Expérimentations et recompositions

Jamais à court de projets, Nicolas Horvath s'intéresse au versant expérimental de la composition contemporaine, y apportant sa propre contribution :

1) Il a consacré un album à The Fall, une amplification de November, pièce minimaliste composée par Dennis Johnson (1938-2018), en 1959. Celle-ci, retravaillée électroniquement par le gallois Brian Williams (alias Lustmore), l'un des papes du mouvement Dark ambiant, est ponctuée par des interventions pianistiques précalculées.

Note. Dennis Johnson (1938-2018) était un mathématicien actif à l'Université de Californie-Los Angeles (UCLA), spécialiste en Topologie des Surfaces et en Théorie des Groupes. Egalement pianiste, il s'est taillé une certaine notoriété en composant "November", une pièce qui passe pour un acte de naissance possible du mouvement minimaliste américain (De fait, La Monte Young s'en est clairement inspiré dans son Well-Tuned Piano). November n'ayant pas été notée intégralement, elle n'a survécu que par la grâce d'une cassette audio de mauvaise qualité avec l'auteur au piano (La cassette faisant 100 minutes, elle s'interrompt brusquement à cet instant). Vers 1992, le musicologue Kyle Gann a reconstitué l'ensemble, qui a servi de base à l'arrangement du tandem Lustmore-Norvath. Pour information, Johnson n'a guère insisté en composition et il est revenu aux mathématiques, ne touchant plus le clavier que pour son usage personnel.

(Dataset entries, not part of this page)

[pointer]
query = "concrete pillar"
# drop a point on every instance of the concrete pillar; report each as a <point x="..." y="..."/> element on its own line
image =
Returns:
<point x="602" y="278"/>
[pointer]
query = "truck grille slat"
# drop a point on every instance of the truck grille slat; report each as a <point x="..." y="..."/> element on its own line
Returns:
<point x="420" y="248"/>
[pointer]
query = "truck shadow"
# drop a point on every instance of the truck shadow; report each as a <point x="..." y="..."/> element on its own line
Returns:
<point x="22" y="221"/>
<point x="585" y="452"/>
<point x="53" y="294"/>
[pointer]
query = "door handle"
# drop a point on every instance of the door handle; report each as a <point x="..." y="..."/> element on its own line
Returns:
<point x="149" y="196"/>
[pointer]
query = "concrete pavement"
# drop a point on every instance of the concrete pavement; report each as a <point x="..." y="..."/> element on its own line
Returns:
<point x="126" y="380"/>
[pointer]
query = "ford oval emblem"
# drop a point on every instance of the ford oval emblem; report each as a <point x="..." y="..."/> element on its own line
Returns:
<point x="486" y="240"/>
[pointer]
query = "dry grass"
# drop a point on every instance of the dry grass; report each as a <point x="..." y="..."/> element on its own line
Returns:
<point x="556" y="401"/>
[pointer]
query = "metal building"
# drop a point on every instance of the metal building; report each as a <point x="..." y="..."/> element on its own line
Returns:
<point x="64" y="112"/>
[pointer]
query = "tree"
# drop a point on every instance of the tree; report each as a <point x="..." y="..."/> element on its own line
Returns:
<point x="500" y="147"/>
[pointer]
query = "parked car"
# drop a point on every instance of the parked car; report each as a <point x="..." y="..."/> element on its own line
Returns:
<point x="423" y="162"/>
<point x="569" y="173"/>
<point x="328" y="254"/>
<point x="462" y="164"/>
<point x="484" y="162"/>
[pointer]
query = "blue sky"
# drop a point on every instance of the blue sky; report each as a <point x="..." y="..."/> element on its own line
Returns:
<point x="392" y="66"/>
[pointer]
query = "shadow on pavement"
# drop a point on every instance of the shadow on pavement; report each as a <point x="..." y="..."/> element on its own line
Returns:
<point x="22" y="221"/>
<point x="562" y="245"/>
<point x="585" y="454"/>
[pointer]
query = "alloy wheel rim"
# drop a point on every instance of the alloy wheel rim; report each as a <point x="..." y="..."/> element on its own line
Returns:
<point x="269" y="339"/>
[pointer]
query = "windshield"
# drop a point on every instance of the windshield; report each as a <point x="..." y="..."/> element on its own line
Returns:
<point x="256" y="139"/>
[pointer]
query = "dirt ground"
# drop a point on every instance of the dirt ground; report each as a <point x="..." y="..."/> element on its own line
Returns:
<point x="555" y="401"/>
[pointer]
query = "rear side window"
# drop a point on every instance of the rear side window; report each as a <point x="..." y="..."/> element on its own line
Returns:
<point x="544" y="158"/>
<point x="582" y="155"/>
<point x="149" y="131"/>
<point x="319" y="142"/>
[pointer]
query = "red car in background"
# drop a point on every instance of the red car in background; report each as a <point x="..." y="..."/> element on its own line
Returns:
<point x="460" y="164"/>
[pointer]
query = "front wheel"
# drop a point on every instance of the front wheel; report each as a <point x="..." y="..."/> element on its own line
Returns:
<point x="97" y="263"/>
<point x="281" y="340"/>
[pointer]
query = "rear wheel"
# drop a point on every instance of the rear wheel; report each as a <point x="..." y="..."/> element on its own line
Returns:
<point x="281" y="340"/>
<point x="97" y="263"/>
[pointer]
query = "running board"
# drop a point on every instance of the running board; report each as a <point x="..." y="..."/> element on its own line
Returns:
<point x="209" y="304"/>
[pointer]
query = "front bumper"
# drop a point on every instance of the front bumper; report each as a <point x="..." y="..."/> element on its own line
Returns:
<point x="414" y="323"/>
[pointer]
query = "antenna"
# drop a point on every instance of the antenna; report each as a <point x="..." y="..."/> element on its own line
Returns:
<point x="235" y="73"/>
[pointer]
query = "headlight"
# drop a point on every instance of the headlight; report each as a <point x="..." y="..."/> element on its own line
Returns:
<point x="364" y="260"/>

2) Horvath a également consacré un album à Alvin Lucier (1931- ), un des papes de l'électro-acoustique américaine. Féru d'acoustique physique et de psycho-acoustique, Lucier aime expérimenter sur les paramètres du son et il invite ses auditeurs à se concentrer sur l'évolution des phénomènes sonores plutôt que de se laisser bercer par une mélodie ou un rythme. "Music for Piano with Slow Sweep Pure Wave Oscillators" est une oeuvre qui joue sur les battements sonores résultant de la superposition de deux ondes sinusoïdales, l'une ascendante et l'autre descendante, balayant en fréquence un registre de quatre octaves tandis qu'un pianiste joue à son gré des notes isolées imposées par la partition. Des battements apparaissent et disparaissent à mesure que les (trois) fréquences se rapprochent ou s'éloignent et l'auditeur est invité à se laisser surprendre par ces mécanismes évolutifs au pouvoir hypnotique certain. Cette musique étant totalement exempte de sucre, elle convient aux diabétiques; toutefois, elle ne convient pas aux épileptiques.

Dans sa version primitive (1992), Music for Piano with Slow Sweep Pure Wave Oscillators durait une quinzaine de minutes. A la demande d'Horvath, Lucier en a réalisé une version "XL", en 2020, qui remplit un CD désormais disponible à l'écoute. Elle a été créée la même année, à Strasbourg. Il arrivera que l'auditeur attentif perçoive des événements acoustiques imprévus, en particulier des "désaccords" qui ne sont pas imputables au piano mais plutôt aux illusions acoustiques générées.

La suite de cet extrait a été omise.